We’ll be there all week, posting live dispatches from an event designed to be faster-paced than any TED yet.
While the number of TED speakers has grown to 70, the largest in the event’s history, the length of many talks has been squeezed, to 12 minutes or 9 minutes from the previous 18. Organizers say nearly half of the speakers were culled from TED’s first ever global talent search. This expansion of the franchise is reflected in this year’s official theme, “The Young. The Wise. The Undiscovered.”
The diversification of TED comes as the ideas festival is becoming an object of mainstream fascination. In the year since its last iteration, TED has been profiled in the New Yorker, parodied by The Onion, and a taken down in the New Republic. It remains to be seen whether this year’s changes will shield TED against critiques that the conference is reductive, turning complex ideas into simplistic memes and thorny social issues into technology problems.
But organizers clearly feel they’ve assembled an event that goes well beyond the types of talks given in years past, saying the global talent search garnered applications from speakers who never would have ended up on the TED stage otherwise.
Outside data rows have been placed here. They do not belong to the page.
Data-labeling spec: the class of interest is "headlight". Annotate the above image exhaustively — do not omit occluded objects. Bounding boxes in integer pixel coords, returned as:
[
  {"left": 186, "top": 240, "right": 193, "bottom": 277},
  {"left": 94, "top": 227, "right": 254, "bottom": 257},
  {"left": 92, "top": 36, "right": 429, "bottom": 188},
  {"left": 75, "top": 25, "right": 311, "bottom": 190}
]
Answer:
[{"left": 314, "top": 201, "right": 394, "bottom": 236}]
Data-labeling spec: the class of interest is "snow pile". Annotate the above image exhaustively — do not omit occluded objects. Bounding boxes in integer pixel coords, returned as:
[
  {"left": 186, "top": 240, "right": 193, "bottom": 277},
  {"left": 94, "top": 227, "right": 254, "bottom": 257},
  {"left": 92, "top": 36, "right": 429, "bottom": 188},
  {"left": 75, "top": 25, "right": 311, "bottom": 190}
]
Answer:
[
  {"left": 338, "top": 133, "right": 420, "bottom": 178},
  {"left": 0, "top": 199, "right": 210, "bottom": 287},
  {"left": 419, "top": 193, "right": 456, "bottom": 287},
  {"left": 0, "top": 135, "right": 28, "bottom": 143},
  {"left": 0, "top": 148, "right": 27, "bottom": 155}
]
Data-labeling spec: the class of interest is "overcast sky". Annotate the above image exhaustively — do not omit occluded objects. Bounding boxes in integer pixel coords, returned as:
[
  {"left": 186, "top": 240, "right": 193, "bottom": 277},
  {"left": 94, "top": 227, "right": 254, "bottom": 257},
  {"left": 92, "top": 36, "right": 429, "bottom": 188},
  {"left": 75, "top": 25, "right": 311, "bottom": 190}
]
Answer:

And so it is that TED 2013 will include, alongside celebrities like Bono and Peter Gabriel, Richard Turere of Kenya, who built technology to protect his family’s cattle from lions, and Dong Woo Jang, a young Korean designer who carves longbows from bamboo.
Other highlights include alt-rock and web-music icon Amanda Palmer, Tesla CEO Elon Musk, urban farmer Ron Finley, linguist John McWhorter and actress Julia Sweeney.
With two staff members at the event, Wired Business will be offering coverage throughout the week.